Head Hunters is the golden standard for outstanding musical composition and flow in jazz music. To say that Herbie Hancock is one of the greats would be a disservice to him and to this testament to the music world. Head Hunters is not only an immensely intense record with tempo changes and complete beat switch ups in a second, but it is also one of the greatest jazz fusion records of all time.
Herbie Hancock is the mastermind behind the twelfth studio album simply titled, Head Hunters. This four track long LP may sound underwhelming, but if you know anything about Herbie Hancock, you know that what his albums lack in song quantity, they make up for in song quality and length.
Head Hunters is just over the forty-one-minute mark, and when the crunchy sounding synth lead kicks off the album with the rest of the band finally joining in, it gives off this moment of intrigue into where the LP will flow to.
Beginning almost softly and with a more laid back tone on “Chameleon,” Head Hunters soon picks up to be a near free-form jazz standard that melts the face of anyone listening. As “Chameleon” continues on this near bouncing walk of an almost funk beat, it slowly changes into something that is not at all like the original start. It slowly picks up into the crash of an amazing synth solo that seems to echo in the mind for hours. The drums and background horns are also great at backing up and keeping the very tightly-knit sound together.
There is also this great part where “Chameleon” changes into what sounds like a chase scene from a dramatic movie, where the drums pick up and the strings behind the band create this intense overtone to the track.
The next track which is titled “Watermelon Man” has this interesting use of flute that reigns through the track, which only breaks as the song slows down to a near crawl. Which then builds back up to the original beat, when first hearing “Watermelon Man,” the different flutes and background vocals that pass as near shouts almost made me laugh. Then when the bass kicks in and has this booming drum track that is filtering in and out of fills just creates this great use of everything Hancock had to use. Head Hunters is an album that is not only complex, but also layered and shows these great progressions through each track. It is almost as if the tracks have tracks inside themselves.
Hancock then moves into a more free-form style of track with the song “Sly.” This is where the Saxophone wails, the jungle beats form, and the cymbal blasts just rampage through the track. The build up is rather slow, but as the track moves along, it becomes more and more frantic. This is where Head Hunters is able to show the true power of the musicians on each instrument. The multiple layering and just how outstanding the actual sound is, was just incredible to experience. By the end of “Sly” the band is in full Bravado, blaring everything they have into one single song.

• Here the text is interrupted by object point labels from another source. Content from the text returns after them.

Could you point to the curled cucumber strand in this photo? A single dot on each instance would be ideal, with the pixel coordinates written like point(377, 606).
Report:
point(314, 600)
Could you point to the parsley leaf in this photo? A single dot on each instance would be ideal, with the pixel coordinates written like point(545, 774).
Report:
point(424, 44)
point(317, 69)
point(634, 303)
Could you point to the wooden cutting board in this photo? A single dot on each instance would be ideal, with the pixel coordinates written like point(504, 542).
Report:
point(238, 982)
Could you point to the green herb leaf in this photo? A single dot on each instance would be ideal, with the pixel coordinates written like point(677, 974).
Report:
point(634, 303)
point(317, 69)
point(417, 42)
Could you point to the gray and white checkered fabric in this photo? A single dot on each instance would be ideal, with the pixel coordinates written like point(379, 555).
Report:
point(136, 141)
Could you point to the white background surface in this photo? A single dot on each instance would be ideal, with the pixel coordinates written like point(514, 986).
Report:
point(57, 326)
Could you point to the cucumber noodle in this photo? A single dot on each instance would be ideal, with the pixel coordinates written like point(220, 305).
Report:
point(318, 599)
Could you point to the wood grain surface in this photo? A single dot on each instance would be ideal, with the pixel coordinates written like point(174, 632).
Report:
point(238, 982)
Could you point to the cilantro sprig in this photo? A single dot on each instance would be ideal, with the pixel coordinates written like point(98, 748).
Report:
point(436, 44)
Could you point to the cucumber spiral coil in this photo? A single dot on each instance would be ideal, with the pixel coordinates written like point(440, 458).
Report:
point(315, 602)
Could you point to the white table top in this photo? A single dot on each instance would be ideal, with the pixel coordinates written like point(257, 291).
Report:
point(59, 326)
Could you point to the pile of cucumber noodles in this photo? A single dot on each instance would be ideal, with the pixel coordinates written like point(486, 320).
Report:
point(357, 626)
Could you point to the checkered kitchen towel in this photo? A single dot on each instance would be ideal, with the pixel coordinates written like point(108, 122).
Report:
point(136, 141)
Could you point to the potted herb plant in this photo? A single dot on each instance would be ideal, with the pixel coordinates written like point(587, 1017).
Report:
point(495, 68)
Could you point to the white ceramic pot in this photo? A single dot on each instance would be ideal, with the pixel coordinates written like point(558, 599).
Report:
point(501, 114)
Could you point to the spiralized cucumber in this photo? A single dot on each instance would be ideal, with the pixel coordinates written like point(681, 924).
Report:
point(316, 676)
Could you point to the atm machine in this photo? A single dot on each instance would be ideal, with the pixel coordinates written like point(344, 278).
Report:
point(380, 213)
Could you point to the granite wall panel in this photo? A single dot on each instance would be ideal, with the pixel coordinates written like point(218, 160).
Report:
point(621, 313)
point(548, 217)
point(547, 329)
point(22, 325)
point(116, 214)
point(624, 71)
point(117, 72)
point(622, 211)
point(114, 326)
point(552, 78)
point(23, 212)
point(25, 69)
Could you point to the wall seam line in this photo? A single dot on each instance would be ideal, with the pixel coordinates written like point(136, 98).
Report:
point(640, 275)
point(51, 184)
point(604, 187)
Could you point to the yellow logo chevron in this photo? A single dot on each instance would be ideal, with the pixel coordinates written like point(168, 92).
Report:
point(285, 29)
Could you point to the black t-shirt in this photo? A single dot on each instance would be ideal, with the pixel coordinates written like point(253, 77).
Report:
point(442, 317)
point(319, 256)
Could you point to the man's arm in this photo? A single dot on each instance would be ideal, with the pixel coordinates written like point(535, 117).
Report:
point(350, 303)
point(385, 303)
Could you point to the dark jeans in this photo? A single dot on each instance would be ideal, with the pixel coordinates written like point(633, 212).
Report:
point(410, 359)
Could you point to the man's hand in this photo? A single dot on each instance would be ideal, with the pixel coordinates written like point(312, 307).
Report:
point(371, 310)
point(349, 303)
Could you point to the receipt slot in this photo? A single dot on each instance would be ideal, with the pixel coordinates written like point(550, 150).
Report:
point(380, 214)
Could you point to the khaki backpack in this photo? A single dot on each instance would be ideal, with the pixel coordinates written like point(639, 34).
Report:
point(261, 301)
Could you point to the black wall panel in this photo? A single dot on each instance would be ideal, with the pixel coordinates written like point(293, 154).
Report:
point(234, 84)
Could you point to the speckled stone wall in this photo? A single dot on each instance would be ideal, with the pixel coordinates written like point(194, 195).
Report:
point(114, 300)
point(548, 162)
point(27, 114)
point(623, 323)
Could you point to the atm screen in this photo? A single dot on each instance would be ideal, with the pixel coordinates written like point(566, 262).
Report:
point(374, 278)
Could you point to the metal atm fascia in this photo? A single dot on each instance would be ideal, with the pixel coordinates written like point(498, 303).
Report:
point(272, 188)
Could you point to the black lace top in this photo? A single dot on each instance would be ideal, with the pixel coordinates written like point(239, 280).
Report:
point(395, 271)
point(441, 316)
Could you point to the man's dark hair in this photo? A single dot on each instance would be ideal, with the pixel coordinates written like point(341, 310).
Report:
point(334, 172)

The finale of Head Hunters is by far my favorite track on the whole LP, “Vein Melter” is the perfect send off. The thumping bass line and the string ensemble creates this great rhythm to the track, but the piano and keyboards are the real important pieces of the puzzle. The high toned keys that Hancock plays just seem to bounce effortlessly through this dark, noir-like, two in the morning jazz club feel. Head Hunters is not only a perfectly created composition, but it is a journey to another realm known only to us, as Herbie Hancock’s World.